There's also the standard Android home screen music controller widget, which enables you to play, pause and skip tracks directly from the home screen.

Not hugely exciting to look at, and there are no lock screen music player controls, and no music buying tools pre-installed.

But in terms of music playback quality, we have no complaints.

Motorola MotoSmart review

As well as the standard Android music player, Motorola's added an app called Music+.

It's a basically the Android TuneWiki music player, which attempts to augment the music-listening-to process by adding in live streaming lyrics, some social networking features plus Shoutcast internet radio integration.

Motorola's put in an FM radio as well, for stealing music out of the air.

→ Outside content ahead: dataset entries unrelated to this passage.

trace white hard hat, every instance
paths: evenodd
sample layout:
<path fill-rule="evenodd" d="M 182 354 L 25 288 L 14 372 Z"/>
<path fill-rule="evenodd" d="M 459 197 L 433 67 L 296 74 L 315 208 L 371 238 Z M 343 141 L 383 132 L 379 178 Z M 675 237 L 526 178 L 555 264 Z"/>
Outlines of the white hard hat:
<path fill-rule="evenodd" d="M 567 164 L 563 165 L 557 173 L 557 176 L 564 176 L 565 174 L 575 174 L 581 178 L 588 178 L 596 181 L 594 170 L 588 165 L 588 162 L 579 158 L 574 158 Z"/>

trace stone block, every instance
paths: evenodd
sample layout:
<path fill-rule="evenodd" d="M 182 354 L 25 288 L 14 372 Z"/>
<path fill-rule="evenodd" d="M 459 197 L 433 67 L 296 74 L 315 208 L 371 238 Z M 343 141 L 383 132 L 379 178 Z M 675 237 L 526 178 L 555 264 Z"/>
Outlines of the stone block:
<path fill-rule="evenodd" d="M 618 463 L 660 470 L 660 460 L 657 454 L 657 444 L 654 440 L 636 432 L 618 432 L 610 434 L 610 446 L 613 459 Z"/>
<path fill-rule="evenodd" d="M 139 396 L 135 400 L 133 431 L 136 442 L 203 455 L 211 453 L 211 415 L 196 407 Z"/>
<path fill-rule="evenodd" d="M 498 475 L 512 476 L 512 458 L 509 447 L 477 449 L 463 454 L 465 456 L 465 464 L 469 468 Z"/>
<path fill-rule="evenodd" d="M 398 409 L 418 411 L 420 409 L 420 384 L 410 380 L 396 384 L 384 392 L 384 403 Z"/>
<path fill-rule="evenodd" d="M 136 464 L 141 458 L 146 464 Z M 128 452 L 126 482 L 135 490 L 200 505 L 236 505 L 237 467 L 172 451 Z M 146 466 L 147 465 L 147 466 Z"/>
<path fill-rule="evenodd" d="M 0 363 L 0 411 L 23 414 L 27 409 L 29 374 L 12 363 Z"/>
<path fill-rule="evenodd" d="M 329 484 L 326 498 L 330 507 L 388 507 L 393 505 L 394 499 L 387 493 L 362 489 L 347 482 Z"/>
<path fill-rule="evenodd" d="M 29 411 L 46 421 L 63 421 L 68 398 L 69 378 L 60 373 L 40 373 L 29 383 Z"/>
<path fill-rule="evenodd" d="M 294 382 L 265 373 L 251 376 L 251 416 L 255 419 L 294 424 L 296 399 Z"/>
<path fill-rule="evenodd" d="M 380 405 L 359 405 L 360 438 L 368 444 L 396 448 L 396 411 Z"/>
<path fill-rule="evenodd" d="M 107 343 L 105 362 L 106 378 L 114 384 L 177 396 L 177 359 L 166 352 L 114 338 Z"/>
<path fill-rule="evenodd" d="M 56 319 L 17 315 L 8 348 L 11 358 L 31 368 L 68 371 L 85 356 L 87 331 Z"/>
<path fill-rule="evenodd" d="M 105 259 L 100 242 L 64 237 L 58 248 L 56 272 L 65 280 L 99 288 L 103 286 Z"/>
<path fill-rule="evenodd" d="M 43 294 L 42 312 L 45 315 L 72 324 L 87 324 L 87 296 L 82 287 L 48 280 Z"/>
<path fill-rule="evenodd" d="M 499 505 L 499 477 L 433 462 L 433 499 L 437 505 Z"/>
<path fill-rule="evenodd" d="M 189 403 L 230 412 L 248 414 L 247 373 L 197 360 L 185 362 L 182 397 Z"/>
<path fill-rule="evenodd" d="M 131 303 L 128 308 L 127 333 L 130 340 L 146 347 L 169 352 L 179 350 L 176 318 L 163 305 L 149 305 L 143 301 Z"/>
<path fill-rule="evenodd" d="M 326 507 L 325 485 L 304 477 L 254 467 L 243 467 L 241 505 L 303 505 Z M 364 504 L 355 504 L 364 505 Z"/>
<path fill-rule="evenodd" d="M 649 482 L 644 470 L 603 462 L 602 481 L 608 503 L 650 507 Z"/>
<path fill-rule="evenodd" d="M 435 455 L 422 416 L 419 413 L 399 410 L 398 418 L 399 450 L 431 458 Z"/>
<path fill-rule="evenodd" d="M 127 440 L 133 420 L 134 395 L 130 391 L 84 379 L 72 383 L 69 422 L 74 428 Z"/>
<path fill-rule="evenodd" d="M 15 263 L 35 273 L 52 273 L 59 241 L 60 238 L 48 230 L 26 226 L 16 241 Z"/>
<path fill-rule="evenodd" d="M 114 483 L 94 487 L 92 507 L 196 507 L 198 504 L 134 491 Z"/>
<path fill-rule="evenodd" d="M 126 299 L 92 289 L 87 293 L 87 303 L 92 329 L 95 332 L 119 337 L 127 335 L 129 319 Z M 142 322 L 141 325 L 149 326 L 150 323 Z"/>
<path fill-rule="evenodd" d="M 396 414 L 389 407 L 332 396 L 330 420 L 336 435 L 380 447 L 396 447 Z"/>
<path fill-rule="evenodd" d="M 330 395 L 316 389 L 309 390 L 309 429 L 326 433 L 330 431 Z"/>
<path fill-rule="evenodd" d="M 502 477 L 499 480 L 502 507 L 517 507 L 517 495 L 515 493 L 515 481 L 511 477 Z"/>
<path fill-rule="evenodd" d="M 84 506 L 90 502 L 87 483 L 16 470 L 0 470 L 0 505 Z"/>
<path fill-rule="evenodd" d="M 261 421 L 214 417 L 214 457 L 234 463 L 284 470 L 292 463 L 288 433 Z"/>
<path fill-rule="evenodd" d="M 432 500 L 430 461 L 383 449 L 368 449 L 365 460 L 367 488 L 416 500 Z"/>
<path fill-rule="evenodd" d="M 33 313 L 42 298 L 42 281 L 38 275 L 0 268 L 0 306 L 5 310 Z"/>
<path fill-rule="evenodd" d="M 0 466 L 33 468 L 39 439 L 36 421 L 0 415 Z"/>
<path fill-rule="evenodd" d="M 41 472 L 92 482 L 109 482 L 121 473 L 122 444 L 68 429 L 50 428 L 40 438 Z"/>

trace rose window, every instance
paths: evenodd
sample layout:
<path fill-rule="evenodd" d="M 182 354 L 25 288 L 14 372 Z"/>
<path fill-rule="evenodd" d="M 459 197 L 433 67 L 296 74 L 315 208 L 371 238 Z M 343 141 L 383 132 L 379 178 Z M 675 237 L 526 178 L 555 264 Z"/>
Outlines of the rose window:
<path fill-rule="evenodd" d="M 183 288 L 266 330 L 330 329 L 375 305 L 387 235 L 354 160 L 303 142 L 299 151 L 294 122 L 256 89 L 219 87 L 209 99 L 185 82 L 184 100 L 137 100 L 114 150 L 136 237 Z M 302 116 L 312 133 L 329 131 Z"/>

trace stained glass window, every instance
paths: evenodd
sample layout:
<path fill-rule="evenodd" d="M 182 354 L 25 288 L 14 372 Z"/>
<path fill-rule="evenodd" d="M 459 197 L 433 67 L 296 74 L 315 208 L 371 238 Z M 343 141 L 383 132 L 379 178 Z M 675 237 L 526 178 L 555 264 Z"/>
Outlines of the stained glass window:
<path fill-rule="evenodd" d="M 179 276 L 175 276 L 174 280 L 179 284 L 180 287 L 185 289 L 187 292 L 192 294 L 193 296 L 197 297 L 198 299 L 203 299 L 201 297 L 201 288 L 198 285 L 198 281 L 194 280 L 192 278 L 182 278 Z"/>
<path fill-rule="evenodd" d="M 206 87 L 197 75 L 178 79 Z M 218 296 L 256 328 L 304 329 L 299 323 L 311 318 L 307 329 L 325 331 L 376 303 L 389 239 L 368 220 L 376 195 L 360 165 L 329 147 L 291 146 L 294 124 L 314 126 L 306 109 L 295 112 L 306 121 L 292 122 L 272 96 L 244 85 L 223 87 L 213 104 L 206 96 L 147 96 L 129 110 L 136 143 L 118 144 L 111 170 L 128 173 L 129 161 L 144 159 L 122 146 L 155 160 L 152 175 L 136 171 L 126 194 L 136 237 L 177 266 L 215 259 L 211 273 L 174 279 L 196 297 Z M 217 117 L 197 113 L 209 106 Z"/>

The video player is one area where Motorola has made some nice changes to Google's Android base in the MotoSmart.

It comes with a smart interface that includes a timeline, complete with mini preview images, a screengrab tool that takes stills from whatever's playing and saves them to an SD card, plus a little favourites button that enables you to add shortcuts to favourite scenes.

Motorola MotoSmart review

We had no luck playing MKV files, but the Motorola MotoSmart happily played back a 624 x 352 resolution AVI. A moderately high-res MP4 encoded at 720 x 404 worked, but dropped a few frames here and there.

It'll do for most media, as long as you're not obsessed with HD material and smooth frame rates.